How does one recap an entire year?
To recap a year seems impossible. This year was so good yet so rough. For fear of sounding like a total sap I won’t tell you that no matter how crappy some life events may be, and how trying and tumultuous my moods might get, as long as I have my husband to live life with, it’s alright with me. (It’s good I’m not sappy, much). I’m thankful for my immediate and extended family and dear friends and never want to lose sight of the blessing that they are.
We had two deaths in the family only a few months apart. And random series’ of events that were little…but big at the same time. I believe no matter the scale of the event, stress and worry definitely affect my mood. I had several triggers this year that threw my mood into a funk at best, and a tailspin at worst. As always I communicated with my psychiatrist to keep my mental state healthy! It’s a ongoing “battle.” Some days it’s a walk in the park and some days it truly is a fight for survival. But it’s worth it. Worth the fight. ALWAYS.

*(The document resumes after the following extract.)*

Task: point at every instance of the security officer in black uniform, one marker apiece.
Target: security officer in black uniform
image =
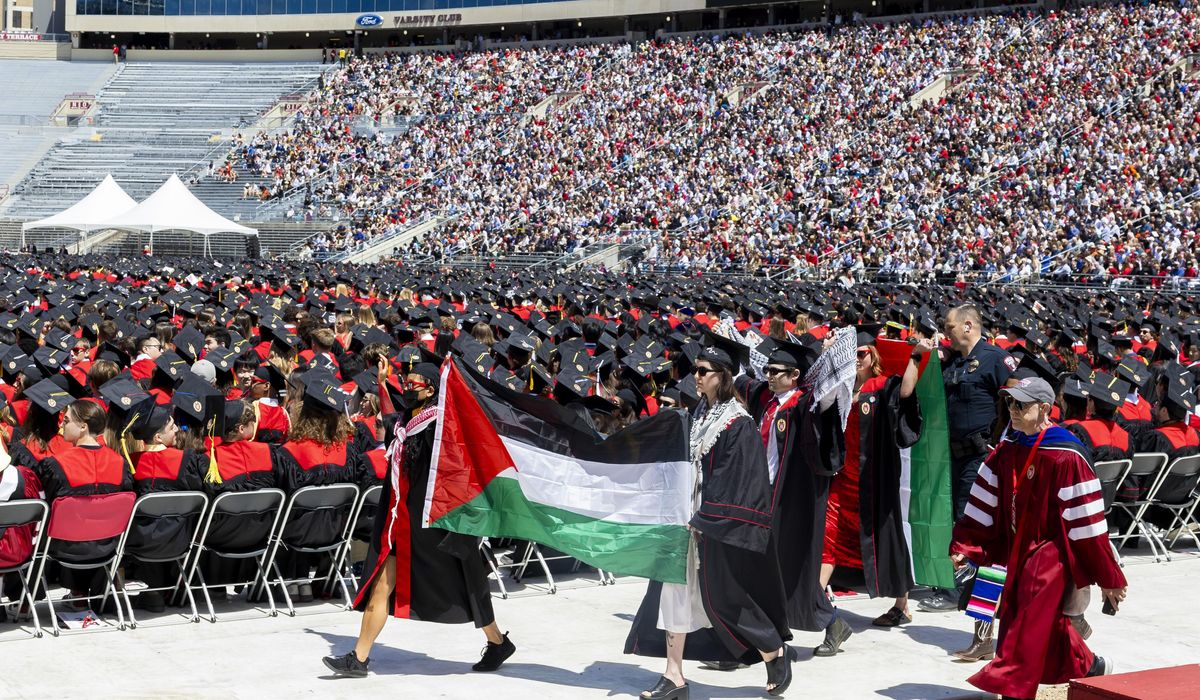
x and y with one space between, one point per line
973 372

In January, my grandfather passed away. I was able to see him shortly before he passed. It was a beautiful last memory, as far as these things go. I have peace. Our twins turned two in February and in March our fourth baby niece was born– A MAJOR HIGHLIGHT of the year. Sweet precious girl, we adore her so! April was a big deal because Mrs Bipolarity was born! April was also the month my Grandmother passed away. Sad times. Hospice is hard and I struggled with my mood. May… what happened in May…?, and on to June when our oldest son turned four years old. How did that happen? I have no idea how time goes this fast! July… I might have turned thirty-one but I’m not confirming anything. Autumn rapidly approached and my annual cycle of depression started lurking. Plenty of “mini-trauma” (as I call things some of the things that trigger my mood). Finally, Christmas and New Years sneaked up on me and here I am. Still standing up–neither strong nor week–but at least I’m standing up!
One of the highlights of 2013 was coming out of the bipolar closet. One of the best things I’ve decided to do. I know it’s helped a lot of people, and that’s why I do it. I do this to help people and to fight stimga. When I get discouraged, and think about stopping–someone comes to me with a story of encouragement and reminds me how worth while this journey is…and onward I march.
Thank you. Each of you, reading this now. I thank you.
2013 was full of high-highs and low-lows of life, but I think everyone (bipolar or not) experiences that! I wish you contentment (because that’s better than happiness), stability (whatever that looks like to you), peace (because who doesn’t want peace?), self-awareness (you betta recognize!), the tools to fight this never ending fight, and above all I wish you to find what you’re looking for and that God blesses you richly in 2014.